Mouslis erinnert sich nur zögerlich an Schulden und Beteiligung an der Vorbereitung weiterer Anschläge. Neu aufgetauchtes Beweismaterial manipuliert?

Zunächst befragte die Verteidigung Tarek Mousli noch einmal en Detail zum Zustandekommen einer Schuldanerkenntnis über 40.000 DM, die schon am vorangegangenen Verhandlungstag thematisiert worden war. Zu dieser Schuldanerkennung hatte seine frühere Lebensgefährtin Karmen T. bei ihrer Befragung ausgesagt, sie hätte das entsprechende Papier zufällig entdeckt.
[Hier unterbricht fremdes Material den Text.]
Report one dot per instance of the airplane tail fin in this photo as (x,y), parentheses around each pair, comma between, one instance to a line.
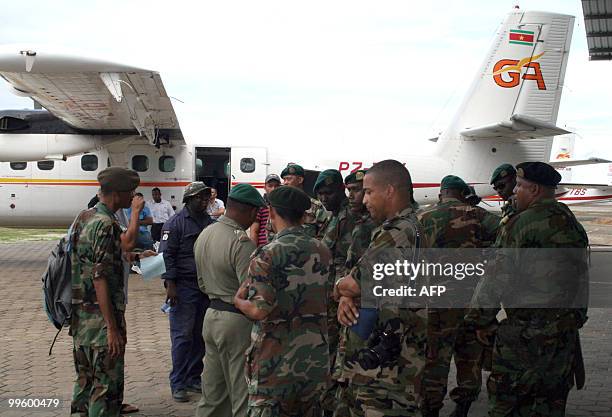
(510,111)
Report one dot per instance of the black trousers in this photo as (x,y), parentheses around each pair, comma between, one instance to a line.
(156,231)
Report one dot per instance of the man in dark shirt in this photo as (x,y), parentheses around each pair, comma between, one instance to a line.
(188,303)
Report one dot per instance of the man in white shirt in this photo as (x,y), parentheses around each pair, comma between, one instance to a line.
(215,208)
(161,210)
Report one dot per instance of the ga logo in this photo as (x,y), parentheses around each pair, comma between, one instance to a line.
(507,72)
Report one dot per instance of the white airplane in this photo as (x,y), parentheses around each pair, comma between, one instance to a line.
(100,113)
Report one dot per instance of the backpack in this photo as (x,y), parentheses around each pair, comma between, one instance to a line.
(57,282)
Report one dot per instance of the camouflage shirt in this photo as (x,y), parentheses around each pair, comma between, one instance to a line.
(453,224)
(95,255)
(546,224)
(398,234)
(289,356)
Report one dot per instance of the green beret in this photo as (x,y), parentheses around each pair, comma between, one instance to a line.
(356,176)
(195,188)
(118,179)
(328,177)
(247,194)
(502,171)
(538,172)
(453,182)
(293,169)
(289,198)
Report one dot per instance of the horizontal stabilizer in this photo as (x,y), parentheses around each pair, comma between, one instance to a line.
(518,127)
(577,162)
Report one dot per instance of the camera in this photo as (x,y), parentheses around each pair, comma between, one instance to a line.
(384,347)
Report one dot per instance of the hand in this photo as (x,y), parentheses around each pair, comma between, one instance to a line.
(137,204)
(348,313)
(486,336)
(116,343)
(171,294)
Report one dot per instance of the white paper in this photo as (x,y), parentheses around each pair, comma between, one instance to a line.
(152,266)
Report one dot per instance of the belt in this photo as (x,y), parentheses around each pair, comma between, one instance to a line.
(220,305)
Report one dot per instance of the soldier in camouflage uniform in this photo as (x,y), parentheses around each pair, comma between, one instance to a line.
(391,387)
(337,237)
(537,351)
(503,180)
(286,292)
(98,322)
(453,223)
(316,215)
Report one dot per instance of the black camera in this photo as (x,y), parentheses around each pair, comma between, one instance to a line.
(384,347)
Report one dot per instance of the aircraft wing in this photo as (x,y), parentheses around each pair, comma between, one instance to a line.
(91,95)
(518,127)
(577,162)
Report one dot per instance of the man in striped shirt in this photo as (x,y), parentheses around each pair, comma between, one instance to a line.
(259,232)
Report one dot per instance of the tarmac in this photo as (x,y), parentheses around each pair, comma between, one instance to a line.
(28,372)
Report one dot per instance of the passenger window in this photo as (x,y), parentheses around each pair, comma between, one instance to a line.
(89,162)
(18,166)
(167,163)
(45,165)
(140,163)
(247,165)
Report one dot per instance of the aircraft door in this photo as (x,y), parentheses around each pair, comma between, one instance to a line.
(249,165)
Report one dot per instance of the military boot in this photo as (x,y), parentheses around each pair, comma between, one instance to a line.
(461,409)
(430,413)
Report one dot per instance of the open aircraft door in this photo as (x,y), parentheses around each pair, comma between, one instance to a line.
(249,165)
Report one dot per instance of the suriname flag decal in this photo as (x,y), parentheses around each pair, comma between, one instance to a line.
(521,37)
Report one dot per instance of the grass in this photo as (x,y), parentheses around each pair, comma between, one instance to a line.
(11,235)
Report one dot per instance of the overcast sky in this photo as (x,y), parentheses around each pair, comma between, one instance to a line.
(361,73)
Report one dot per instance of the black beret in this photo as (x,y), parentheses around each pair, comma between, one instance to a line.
(538,172)
(293,169)
(328,177)
(118,179)
(289,198)
(356,176)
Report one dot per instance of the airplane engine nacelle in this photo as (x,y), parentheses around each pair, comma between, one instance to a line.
(19,147)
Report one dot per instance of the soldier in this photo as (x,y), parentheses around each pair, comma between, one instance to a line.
(316,216)
(286,293)
(98,321)
(504,181)
(454,223)
(337,237)
(537,351)
(188,303)
(390,384)
(223,253)
(360,240)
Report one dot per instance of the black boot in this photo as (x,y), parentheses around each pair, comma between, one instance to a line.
(461,409)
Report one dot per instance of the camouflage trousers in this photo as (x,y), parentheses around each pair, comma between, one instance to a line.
(447,336)
(98,389)
(532,372)
(364,401)
(307,405)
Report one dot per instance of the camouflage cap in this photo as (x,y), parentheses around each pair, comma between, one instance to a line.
(118,179)
(502,171)
(247,194)
(453,182)
(195,188)
(289,198)
(328,177)
(293,169)
(356,176)
(538,172)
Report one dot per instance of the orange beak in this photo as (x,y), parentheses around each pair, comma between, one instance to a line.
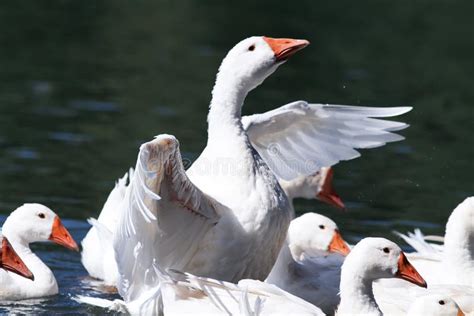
(61,236)
(9,260)
(284,48)
(327,193)
(408,272)
(338,244)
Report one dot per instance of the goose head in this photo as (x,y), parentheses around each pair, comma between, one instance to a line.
(35,222)
(435,305)
(376,258)
(252,60)
(313,232)
(9,260)
(460,227)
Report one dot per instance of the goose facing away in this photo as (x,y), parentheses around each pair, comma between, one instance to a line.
(454,262)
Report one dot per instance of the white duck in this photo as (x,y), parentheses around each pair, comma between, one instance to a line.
(309,263)
(227,216)
(98,256)
(372,259)
(454,262)
(27,224)
(182,294)
(435,305)
(449,270)
(10,261)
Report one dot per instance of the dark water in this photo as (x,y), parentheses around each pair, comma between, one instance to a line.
(84,83)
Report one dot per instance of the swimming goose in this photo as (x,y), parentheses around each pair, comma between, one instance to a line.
(454,262)
(10,261)
(98,256)
(183,293)
(227,216)
(449,270)
(309,263)
(372,259)
(27,224)
(435,305)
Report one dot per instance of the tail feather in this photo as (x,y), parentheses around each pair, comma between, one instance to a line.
(115,305)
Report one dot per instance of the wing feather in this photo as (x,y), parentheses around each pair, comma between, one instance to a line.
(164,216)
(300,138)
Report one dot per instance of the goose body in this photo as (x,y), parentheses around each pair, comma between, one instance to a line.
(11,262)
(309,263)
(184,293)
(453,263)
(449,269)
(32,223)
(372,259)
(227,216)
(98,254)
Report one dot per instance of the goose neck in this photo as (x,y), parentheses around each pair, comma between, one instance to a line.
(280,267)
(225,116)
(356,294)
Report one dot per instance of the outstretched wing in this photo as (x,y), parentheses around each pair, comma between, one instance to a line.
(299,138)
(164,217)
(418,241)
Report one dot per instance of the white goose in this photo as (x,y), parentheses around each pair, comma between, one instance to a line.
(449,270)
(186,294)
(454,262)
(227,216)
(10,261)
(309,263)
(98,256)
(372,259)
(27,224)
(435,305)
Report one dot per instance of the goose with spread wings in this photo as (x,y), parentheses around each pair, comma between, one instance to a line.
(226,217)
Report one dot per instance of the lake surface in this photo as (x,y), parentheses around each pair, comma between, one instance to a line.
(83,84)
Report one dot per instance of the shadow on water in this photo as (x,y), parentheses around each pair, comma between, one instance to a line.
(83,84)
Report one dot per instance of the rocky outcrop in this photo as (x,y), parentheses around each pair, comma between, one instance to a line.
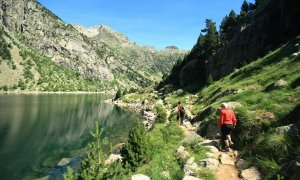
(97,52)
(210,163)
(276,24)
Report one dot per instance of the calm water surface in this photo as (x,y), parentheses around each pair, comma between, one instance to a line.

Auf ihre Frage habe Mousli damals geantwortet, dieses Schriftstück sei lediglich pro forma aufgesetzt worden. Hintergrund dafür sei "Geldwäsche" für die "Organisation" gewesen. Am gestrigen Verhandlungstag hatte der Kronzeuge ausgesagt, gegenüber Frau T. den lediglich "fiktiven" Charakter des Schuldbekenntnisses behauptet zu haben, um sie zu beruhigen. Von einer "Geldwäsche" wollte er ihr allerdings nichts gesagt haben. Er selbst habe die Schulden inzwischen anerkannt. Ebenfalls am gestrigen Verhandlungstag hatte Rechtsanwältin Studzinsky dem Zeugen aus den Protokollen des Bundeskriminalamtes (BKA) eine Aussage vom 4. April 2000 vorgehalten. Auch dort hatte der Zeuge gegenüber den Beamten behauptet, die Schuldanerkennung habe lediglich "fiktiven Charakter".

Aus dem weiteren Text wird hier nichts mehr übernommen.